Carol Otey’s area of research is cell motility. For the past ten years, the UNC cell and molecular physiologist has focused on a gene she discovered that encodes a protein called palladin.
She named it after the Renaissance architect Palladio to reflect the protein’s role as a “cellular architect,” because her initital studies showed that palladin has a critical function in organizing the structural elements of the cell, the cytoskeleton.
We had a laugh when she first told me about the gene, because I recalled the TV Western of the late 1950s-early 1960s in which a character named Paladin, a suave, black clad pistolero-for-hire, flashed a business card printed with a chess knight emblem and the words “Have Gun Will Travel Wire Paladin San Francisco.” And this guy did get around, a lot.

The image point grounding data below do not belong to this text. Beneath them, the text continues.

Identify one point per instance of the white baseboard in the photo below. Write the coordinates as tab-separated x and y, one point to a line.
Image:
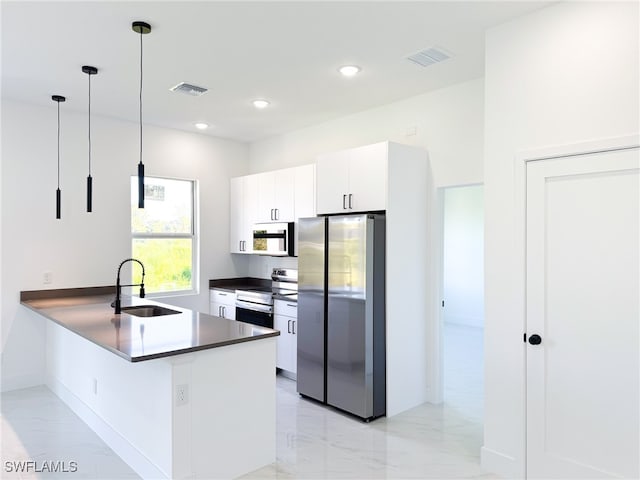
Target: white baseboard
500	464
21	381
120	445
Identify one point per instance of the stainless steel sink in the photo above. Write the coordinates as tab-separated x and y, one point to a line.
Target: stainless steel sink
148	311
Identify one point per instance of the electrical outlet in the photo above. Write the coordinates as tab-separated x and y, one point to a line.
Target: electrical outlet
182	394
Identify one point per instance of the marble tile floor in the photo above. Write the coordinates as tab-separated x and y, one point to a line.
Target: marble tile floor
37	426
313	441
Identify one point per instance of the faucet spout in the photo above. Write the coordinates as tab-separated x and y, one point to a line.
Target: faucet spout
117	303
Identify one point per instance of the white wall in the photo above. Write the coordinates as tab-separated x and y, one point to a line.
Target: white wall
562	75
85	249
463	275
448	122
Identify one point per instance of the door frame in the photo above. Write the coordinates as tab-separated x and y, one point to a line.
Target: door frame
522	158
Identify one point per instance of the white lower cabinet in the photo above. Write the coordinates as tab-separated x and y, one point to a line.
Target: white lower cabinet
286	319
222	303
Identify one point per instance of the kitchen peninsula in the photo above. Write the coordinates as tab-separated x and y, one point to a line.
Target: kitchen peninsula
174	395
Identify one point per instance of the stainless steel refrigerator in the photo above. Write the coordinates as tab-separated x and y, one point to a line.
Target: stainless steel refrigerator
341	312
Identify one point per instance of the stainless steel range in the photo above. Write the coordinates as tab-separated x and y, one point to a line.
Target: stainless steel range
255	304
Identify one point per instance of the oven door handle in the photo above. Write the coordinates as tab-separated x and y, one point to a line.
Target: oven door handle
256	307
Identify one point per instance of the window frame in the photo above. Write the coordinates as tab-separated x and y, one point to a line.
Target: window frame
195	274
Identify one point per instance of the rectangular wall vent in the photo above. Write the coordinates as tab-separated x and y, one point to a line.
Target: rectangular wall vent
429	56
189	89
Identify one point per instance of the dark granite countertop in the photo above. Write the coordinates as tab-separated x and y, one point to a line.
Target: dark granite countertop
247	283
87	312
239	283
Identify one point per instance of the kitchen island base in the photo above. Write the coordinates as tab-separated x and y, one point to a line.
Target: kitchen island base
205	414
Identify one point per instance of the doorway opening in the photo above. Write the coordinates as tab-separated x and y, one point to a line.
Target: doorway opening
462	306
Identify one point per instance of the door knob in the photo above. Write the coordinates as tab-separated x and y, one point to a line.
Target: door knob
535	339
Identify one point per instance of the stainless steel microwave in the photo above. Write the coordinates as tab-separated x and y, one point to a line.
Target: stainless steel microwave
275	239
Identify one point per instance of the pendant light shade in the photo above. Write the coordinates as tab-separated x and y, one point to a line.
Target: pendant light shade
58	99
89	71
142	28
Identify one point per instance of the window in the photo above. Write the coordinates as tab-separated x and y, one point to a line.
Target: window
163	234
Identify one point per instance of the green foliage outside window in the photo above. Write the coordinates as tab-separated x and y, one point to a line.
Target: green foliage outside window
162	233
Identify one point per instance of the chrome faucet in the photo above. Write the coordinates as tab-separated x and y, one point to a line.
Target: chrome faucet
116	303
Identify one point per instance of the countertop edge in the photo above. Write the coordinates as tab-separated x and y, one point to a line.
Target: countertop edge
66	327
27	296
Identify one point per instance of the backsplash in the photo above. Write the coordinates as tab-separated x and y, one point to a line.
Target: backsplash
261	266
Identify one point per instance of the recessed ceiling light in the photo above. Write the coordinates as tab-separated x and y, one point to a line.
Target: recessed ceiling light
349	70
260	103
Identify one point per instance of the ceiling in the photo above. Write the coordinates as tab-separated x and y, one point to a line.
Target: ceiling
286	52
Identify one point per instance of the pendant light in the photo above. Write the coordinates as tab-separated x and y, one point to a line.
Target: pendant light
89	71
58	99
142	28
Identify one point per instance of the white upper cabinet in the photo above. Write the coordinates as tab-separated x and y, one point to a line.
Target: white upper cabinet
243	203
353	180
332	181
305	191
276	196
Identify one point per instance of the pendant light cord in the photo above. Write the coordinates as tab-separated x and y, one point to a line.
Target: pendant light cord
140	97
58	145
89	124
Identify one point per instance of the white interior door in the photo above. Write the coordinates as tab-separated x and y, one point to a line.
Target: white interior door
582	300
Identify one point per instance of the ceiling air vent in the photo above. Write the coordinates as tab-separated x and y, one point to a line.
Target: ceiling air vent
189	89
429	56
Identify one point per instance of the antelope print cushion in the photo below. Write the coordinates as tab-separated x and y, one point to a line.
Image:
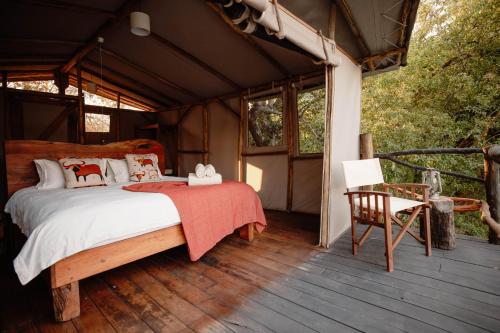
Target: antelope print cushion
142	167
83	172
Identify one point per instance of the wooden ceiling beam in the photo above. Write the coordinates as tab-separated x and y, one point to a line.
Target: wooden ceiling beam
113	93
68	6
184	54
28	67
29	76
41	41
404	20
119	88
152	74
379	57
33	58
91	43
131	81
248	39
347	13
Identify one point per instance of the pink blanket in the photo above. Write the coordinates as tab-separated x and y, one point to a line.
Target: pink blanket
210	212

This comparison between Paladin and the gene protein is apt because since the original description of palladin was published in 2000 , new results demonstrate that the protein has an essential role in the process of cell migration… “because cells have to constantly remodel their cytoskeleton in order to move,” Otey says.
Currently, Otey and colleagues are looking at palladin’s cell migrational role in embryonic development. Her research also suggests that in the adult body palladin plays a role in wound healing. While levels of the protein are high in embryos, they drop off as young animals (and humans) mature. But in adults with an injury to the skin, brain or cardiovascular system, palladin levels increase immediately in those cells closest to the wound.

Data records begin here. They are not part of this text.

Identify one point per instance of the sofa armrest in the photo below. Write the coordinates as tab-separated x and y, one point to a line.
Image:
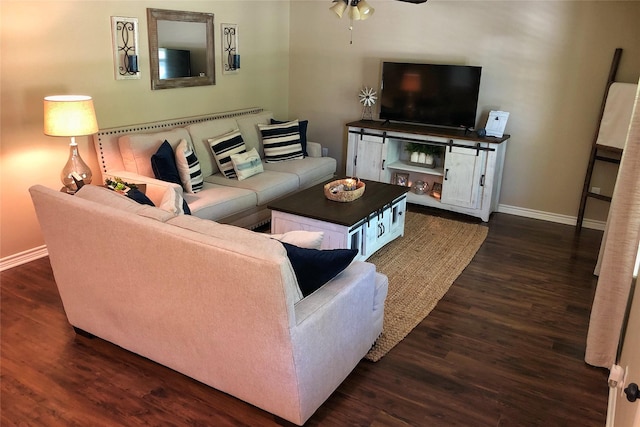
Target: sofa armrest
314	149
156	188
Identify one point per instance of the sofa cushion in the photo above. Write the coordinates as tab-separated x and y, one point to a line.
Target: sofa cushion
281	142
200	134
173	202
217	202
240	240
314	268
248	126
108	197
267	186
303	133
163	163
310	170
188	167
247	164
223	146
136	149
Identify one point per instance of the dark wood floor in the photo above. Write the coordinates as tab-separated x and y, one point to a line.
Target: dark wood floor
504	347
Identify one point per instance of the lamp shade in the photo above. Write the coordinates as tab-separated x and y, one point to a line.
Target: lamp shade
354	13
339	7
69	115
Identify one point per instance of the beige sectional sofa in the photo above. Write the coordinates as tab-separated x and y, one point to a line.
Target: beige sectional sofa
125	152
216	302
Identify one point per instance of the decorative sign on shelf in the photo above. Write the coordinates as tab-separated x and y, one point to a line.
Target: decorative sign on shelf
125	47
496	123
230	53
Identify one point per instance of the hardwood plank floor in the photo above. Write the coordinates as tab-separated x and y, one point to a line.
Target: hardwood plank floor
504	347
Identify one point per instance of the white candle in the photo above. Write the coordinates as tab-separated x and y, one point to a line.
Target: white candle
350	184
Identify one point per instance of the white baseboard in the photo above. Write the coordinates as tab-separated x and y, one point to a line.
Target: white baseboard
551	217
23	257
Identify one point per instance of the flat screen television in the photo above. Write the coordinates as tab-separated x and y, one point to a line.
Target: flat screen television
174	63
430	94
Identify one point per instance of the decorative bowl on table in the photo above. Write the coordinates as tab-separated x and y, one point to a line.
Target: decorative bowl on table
344	190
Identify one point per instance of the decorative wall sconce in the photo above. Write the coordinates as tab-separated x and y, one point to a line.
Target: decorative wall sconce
125	47
230	53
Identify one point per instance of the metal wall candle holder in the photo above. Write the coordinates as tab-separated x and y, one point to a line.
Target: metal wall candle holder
230	53
125	47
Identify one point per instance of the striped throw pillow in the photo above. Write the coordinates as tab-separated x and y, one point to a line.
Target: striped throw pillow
223	147
247	164
281	142
188	167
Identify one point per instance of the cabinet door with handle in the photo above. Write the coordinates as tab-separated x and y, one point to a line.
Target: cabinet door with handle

Yet there’s more to this travel story: the spread of cancer. To date, palladin has been implicated in cancers of the breast and pancreas. In breast cancer, Otey’s recent findings show that palladin levels are higher than normal in the most invasive sub-set of tumor cells. What this means remains to be clarified, and Otey is on the case. Might there also be implications for clinical intervention?
Meanwhile, stick around, pardner, for future installments on the diverse functions of this cellular mover and shaker.
FYI: Among the writers for Have Gun Will Travel was Gene Rodenberry. Yep, the guy who created that TV series about a band of intergalactic wanderers, Star Trek.